Perhaps part of the problem is that the chapters are somewhat lengthy. For example, Chapter 1 presents an introduction to Java followed by a discussion on how to obtain/install the JDK and NetBeans. It then demonstrates how to create a first and simple HelloWorld application. Finally, the chapter dives into basic language features starting with comments and ending with statements. This is probably too much information to appear in a single chapter.
Another problem may be not enough complete class listings in Chapter 1. Although I present the complete source code to HelloWorld, I don't present complete small classes when demonstrating statements and other language features. Instead, the idea is for the reader to copy the code fragment into HelloWorld, compile the source code, and run the resulting application. I didn't do much hand holding, and that has proven to be a problem.
Yet another problem is that Java is huge and it's not easy to figure out what all to cover. Perhaps I shouldn't have covered tougher topics such as the Reflection and References API in the book. However, I was trying to give a sense of completeness.

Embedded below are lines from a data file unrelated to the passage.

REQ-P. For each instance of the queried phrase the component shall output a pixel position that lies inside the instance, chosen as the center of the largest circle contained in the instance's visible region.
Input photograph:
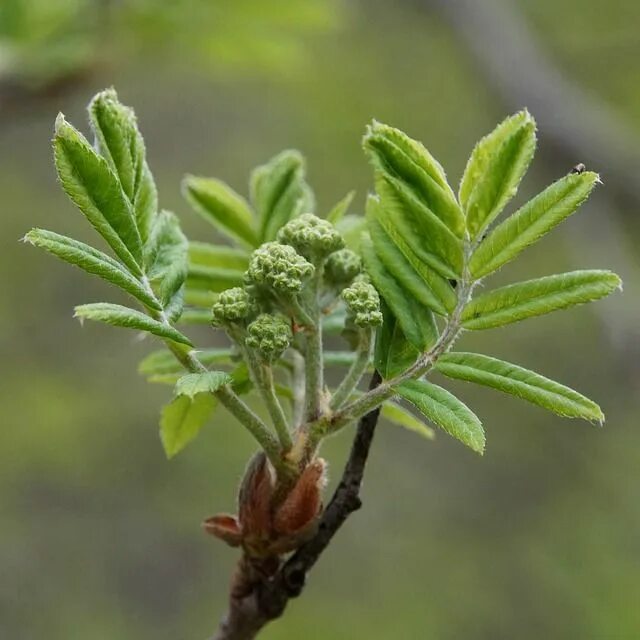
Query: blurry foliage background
(99, 535)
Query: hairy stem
(314, 382)
(356, 371)
(254, 425)
(256, 599)
(422, 366)
(298, 388)
(275, 408)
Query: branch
(259, 595)
(581, 127)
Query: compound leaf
(530, 298)
(279, 192)
(119, 316)
(397, 414)
(92, 261)
(221, 206)
(444, 410)
(420, 281)
(192, 384)
(495, 168)
(95, 189)
(531, 222)
(120, 143)
(395, 154)
(520, 382)
(182, 419)
(416, 320)
(393, 352)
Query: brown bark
(261, 590)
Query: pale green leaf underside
(192, 384)
(415, 276)
(220, 205)
(427, 236)
(445, 411)
(279, 192)
(92, 261)
(182, 420)
(340, 209)
(95, 189)
(393, 352)
(416, 320)
(531, 222)
(163, 361)
(495, 168)
(213, 279)
(396, 155)
(536, 297)
(206, 254)
(119, 316)
(398, 415)
(120, 143)
(520, 382)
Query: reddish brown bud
(254, 498)
(225, 527)
(301, 508)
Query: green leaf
(120, 143)
(119, 316)
(95, 189)
(531, 222)
(215, 255)
(338, 212)
(427, 236)
(338, 358)
(163, 361)
(445, 411)
(198, 297)
(536, 297)
(279, 192)
(396, 155)
(213, 278)
(182, 420)
(92, 261)
(494, 170)
(333, 324)
(193, 315)
(399, 415)
(351, 228)
(415, 319)
(167, 261)
(220, 205)
(429, 288)
(393, 352)
(192, 384)
(520, 382)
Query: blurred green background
(100, 535)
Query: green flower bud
(270, 335)
(342, 267)
(280, 267)
(363, 304)
(232, 305)
(312, 237)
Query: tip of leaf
(526, 117)
(28, 237)
(61, 123)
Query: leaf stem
(356, 371)
(422, 366)
(275, 408)
(256, 427)
(314, 382)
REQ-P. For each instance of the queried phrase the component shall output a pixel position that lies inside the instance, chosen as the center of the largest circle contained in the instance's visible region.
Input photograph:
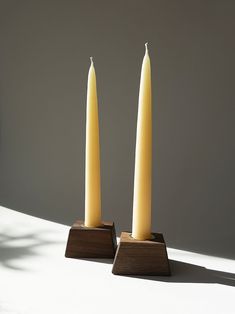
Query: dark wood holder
(85, 242)
(135, 257)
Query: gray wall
(44, 60)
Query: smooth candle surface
(141, 226)
(92, 172)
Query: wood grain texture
(134, 257)
(84, 242)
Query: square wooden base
(148, 257)
(84, 242)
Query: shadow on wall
(189, 273)
(15, 248)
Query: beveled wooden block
(84, 242)
(135, 257)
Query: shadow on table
(98, 260)
(15, 248)
(189, 273)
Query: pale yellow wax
(141, 225)
(92, 172)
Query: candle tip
(146, 47)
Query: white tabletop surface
(35, 277)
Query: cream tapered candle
(92, 172)
(141, 228)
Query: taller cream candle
(141, 227)
(92, 172)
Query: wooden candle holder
(86, 242)
(135, 257)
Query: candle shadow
(190, 273)
(15, 248)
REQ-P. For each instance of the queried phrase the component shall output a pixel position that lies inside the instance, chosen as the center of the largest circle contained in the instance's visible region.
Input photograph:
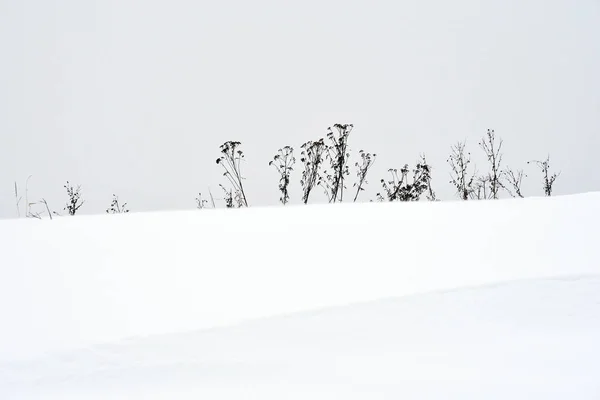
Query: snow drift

Because of the amount of material that I felt needed to be included, I ended up summarizing certain parts of Java (such as Chapter 7's coverage of Swing) in order to not exceed the print-on-demand limit of 1000 pages cover to cover -- this was probably a problem. I started Chapter 7 by discussing AWT because it is the foundation on which Swing is built. (I didn't dive into AWT-specific components because developers are encouraged to use Swing instead.) When it came to discussing Swing, I reviewed the architecture and provide a couple of brief examples. I didn't have the room to discuss all of the components in depth, although I introduced some components (such as JTable) in remaining chapters, and discussed enough about these components to make the programs in which they were used understandable.
One thing that bothers me about this book is the need to include a chapter on Android. I didn't want to include this chapter but my publisher insisted on it. Instead, I would have preferred to cover NIO and security.
The book is what it is, and there is some very good stuff in this book, like a chapter on XML (including DOM/SAX/StAX/XPath) followed by a chapter on web services. Also, I continue to supply free copies of Appendixes C and D on my website -- see http://tutortutor.ca/cgi-bin/makepage.cgi?/books/bj7. I'll occasionally expand these appendixes to provide additional content. Appendixes A and B are included in the book's code, which can be freely downloaded from Apress's Beginning Java 7 page.
If you have a friend who will pay for it, then you can have it free.
If JF has worked hard to write the book, he is entitled to payment. Why should you expect somebody to supply you the book free of charge?